Not only are the provisions of the new climate doctrine, which Vladimir Putin only in part confirmed in November, internally inconsistent, but they show that Moscow intends to continue to rely on fossil fuels both domestically and as an export earner rather than shift to renewable energy (russian.eurasianet.org/россия-новая-климатическая-стратегия-ведет-в-технологический-тупик).
Russian industrialists believe that this is the only way the country can begin to expand by the more than anemic numbers it has achieved in recent years, but they do not see that the shift other countries are making toward renewable energy will keep demand for Russian oil and gas low and thus reduce the contribution such sales can make to the economy.
Moreover, environmental experts argue, Russia’s failure to move in the same direction means not only that Moscow will have ever smaller earnings from hydrocarbon sales but that its industry will increasingly be out of date and thus unable to compete with the economies of other countries.
Russian officials and businessmen have long been climate change deniers, even though Moscow signed both Kyoto and Paris accords and has proclaimed its support for the goals of protecting the environemnt; and so the fact that Russia now has a strategy document (economy.gov.ru/material/file/babacbb75d32d90e28d3298582d13a75/proekt_strategii.pdf) and that Putin has approved it in part (http://kremlin.ru/acts/bank/45990) represents progress.
But Moscow’s strategy document exploits the lack of specificity in the Paris accord about when the middle of the century is and how much Russia must do in order to reduce carbon emissions. Moreover, the Russian government acknowledges that if its strategy is realized, Russia likely will increase not decrease emissions in the coming decades.
And all of its planned achievements are postponed until after 2020, an indication that it views economic recovery as more important than improving the economy and does not want to pay any political costs for restricting growth now in order to have more growth in the future, Russian analysts say.
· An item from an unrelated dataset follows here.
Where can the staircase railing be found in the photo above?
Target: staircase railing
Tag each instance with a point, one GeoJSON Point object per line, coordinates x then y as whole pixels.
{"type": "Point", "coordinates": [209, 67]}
To a large extent, Russia has escaped withering international criticism on climate issues because as a result of economic decline, its emissions of greenhouse gases now are almost 50 percent less than they were in 1990. But it is now clear that Moscow intends to rebuild its economy along existing lines rather than modernize it to protect the environment.
Given Russia’s economic problems, one can understand why some would be attracted to such an approach, but Mikhail Yulkin, head of KarbonLab, a Russian environmental group, argues that “such ‘pragmatism’ will bury any hopes for the modernization of the economy.” Not only will income from gas and oil sales fall, but Russian industry will remain backward.
And that means that any short-term recovery that Vladimir Putin may be able to oversee will be followed by larger and longer-term declines in the Russian economy and larger and longer-term harm to its environment and the environment of the world.